Switch, a hybrid console was developed by Nintendo was released worldwide on March 3,2017. It is surely the most aniticipated product of the year! The Nintendo Switch is a versatile hybrid gaming console that easily pivots between big-screen TV and on-the-go portable.
Having such high-profile and so very sought-after device like Nintendo Switch is a risky deal as cyber criminals are always on the hunt of salient vulnerabilities in these devices to fulfill their malicious deeds No matter how strong these devices may be towards being exploited, hackers would find a way to bypass them.
Famous iOS vulnerability analyst often referred as ‘qwertyoruiop‘ has already discovered a way to exploit it. He is well known for jailbreaking some iOS versions. But here, qwertyoruiop claims that he didn’t jailbreak the Switch.

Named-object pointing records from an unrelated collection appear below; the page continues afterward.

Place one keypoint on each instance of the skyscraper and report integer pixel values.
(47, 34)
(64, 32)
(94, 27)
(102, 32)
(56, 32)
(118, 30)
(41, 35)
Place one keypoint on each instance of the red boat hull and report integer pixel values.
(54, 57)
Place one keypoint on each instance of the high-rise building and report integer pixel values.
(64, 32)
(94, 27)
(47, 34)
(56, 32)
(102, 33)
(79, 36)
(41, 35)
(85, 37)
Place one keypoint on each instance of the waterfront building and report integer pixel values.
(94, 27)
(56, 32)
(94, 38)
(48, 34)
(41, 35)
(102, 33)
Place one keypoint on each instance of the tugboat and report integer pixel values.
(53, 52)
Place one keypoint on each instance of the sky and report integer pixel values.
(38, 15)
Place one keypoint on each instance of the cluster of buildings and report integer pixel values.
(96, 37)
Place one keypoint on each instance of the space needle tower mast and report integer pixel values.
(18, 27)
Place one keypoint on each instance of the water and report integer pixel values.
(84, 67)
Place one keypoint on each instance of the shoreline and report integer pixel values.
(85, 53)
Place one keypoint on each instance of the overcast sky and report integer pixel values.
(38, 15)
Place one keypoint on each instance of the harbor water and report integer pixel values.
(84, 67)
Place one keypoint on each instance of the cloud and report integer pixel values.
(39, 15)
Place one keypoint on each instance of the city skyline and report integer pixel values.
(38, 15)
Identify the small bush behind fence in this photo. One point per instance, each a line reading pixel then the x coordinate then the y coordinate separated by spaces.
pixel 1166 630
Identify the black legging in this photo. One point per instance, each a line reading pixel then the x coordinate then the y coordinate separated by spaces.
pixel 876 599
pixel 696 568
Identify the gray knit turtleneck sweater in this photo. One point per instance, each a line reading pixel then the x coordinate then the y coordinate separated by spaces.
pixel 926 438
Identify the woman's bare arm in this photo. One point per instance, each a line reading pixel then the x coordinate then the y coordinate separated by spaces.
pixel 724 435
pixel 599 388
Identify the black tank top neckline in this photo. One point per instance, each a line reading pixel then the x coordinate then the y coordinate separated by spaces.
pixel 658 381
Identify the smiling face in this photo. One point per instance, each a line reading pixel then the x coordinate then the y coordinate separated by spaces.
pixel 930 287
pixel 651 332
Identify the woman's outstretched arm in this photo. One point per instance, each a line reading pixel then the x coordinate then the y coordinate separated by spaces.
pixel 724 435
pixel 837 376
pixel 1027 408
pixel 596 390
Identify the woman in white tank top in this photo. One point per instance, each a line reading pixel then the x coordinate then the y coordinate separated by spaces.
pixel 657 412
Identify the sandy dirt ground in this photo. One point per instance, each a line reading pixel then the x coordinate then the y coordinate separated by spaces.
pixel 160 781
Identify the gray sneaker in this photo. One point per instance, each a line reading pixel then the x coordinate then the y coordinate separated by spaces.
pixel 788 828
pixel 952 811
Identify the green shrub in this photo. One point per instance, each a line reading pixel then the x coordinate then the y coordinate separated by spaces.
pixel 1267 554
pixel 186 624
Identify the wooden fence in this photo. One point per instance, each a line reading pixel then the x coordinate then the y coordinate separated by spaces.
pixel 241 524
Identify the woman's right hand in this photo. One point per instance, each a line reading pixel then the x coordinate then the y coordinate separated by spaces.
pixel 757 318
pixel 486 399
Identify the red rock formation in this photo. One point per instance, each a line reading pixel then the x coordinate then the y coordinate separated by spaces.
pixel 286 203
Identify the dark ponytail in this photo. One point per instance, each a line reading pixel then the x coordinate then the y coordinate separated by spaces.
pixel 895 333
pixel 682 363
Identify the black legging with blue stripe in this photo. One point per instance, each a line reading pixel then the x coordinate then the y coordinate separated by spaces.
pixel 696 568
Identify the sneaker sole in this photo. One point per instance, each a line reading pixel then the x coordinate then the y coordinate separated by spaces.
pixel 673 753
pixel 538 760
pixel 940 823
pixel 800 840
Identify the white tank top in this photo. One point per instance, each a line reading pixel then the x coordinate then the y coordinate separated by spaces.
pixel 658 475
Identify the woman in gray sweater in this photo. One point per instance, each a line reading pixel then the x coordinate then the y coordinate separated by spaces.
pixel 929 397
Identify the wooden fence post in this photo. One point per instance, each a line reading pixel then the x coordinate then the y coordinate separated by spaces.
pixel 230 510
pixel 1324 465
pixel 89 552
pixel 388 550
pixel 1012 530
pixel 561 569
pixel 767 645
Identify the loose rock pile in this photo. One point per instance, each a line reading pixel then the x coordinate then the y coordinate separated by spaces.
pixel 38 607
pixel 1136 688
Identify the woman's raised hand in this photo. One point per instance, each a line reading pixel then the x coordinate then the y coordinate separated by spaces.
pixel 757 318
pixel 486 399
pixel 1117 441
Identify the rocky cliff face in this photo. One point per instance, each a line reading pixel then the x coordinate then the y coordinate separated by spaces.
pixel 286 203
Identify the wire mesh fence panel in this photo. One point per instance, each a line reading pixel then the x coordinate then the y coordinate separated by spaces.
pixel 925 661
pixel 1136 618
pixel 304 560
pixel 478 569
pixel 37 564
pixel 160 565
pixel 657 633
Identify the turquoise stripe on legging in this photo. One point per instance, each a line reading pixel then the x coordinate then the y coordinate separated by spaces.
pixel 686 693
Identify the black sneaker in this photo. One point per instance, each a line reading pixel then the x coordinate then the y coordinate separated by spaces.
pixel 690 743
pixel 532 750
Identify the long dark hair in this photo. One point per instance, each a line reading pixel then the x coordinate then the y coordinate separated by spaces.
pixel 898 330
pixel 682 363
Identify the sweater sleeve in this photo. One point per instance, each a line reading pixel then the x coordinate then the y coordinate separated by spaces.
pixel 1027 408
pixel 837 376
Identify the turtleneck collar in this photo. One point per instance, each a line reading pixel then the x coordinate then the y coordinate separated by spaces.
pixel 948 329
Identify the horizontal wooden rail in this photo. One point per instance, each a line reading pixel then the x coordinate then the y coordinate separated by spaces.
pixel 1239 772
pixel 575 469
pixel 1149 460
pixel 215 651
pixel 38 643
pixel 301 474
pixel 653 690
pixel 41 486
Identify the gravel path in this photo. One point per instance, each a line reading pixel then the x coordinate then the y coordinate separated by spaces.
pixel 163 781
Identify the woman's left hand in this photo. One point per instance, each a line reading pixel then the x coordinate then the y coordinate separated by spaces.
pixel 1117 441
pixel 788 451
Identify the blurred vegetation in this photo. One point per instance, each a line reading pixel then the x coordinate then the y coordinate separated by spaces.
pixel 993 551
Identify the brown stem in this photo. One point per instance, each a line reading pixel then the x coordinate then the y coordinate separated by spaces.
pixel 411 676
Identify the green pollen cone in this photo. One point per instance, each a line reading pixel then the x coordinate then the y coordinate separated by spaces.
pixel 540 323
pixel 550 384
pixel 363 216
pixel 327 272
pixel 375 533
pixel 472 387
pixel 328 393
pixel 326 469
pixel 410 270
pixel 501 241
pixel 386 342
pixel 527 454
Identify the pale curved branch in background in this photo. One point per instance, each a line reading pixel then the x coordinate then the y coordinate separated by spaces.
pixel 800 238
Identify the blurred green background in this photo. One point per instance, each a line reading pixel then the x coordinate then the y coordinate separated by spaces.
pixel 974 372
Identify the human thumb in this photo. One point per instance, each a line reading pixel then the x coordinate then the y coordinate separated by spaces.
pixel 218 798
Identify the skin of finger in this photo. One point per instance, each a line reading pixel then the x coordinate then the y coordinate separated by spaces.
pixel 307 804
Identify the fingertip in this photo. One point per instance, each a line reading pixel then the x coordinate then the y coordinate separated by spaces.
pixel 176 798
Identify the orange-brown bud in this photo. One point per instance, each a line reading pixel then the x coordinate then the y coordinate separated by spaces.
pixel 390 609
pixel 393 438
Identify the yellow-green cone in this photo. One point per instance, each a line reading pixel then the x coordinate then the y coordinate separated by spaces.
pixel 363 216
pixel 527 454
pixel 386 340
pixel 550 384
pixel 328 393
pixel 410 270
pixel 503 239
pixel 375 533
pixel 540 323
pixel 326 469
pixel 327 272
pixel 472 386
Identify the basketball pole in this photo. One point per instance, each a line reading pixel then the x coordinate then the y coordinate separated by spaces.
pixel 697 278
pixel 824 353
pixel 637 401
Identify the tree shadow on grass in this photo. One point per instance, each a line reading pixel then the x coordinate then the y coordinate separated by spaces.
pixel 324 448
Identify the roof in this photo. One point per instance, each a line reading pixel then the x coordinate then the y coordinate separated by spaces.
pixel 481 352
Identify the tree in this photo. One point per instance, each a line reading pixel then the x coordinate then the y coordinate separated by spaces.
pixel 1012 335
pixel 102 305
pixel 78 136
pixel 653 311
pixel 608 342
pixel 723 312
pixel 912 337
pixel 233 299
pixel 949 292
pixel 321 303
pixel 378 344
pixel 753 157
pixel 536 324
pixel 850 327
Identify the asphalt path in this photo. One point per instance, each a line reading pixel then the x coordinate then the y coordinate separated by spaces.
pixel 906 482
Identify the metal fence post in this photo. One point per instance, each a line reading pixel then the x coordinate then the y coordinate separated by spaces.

qwertyoruiop has proved that he was able to hack Nintendo Switch as he mentioned in his tweet. It contained an image of the Switch which is hacked. Developer Live Overflow has also confirmed that Switch is vulnerable to iOS 9.3 WebKit exploit (CVE-2016-4657). He had also published a demo to prove his point, by exploiting the browser in Switch using the exploit.
Apple WebKit and Nintendo Switch?
Although Switch doesn’t officially have a web browser for browsing the internet, it does have a web browser that is required for portal logins to enable internet connectivity at public hotspots. Thus, it utilizes Apple’s WebKit Engine, which is open source.
So the real catch here is that the Switch uses an outdated version of the Apple WebKit engine which actually comes with iOS 9.3. It is also vulnerable to Pegasus malware that infected the iPhone. This vulnerability was later patched in iOS 9.3.5, but surprisingly Nintendo came out to use the pretty outdated version.
qwertyoruiop, being an expert in playing with iOS 9.3 WebKit exploit, was able to utilize the old exploit. He stripped off the entire code to make it work on Switch.
Live Overflow’s proof of concept video shows the whole process in detail and also has the explanation on how this exploit works. Its also worth noting that qwertyoruiop is the same hacker who played vital role in the infamous PS4 1.76 hack!
For the hackers world, this step has made a good start to further analyze Nintendo Switch, explore it in depth.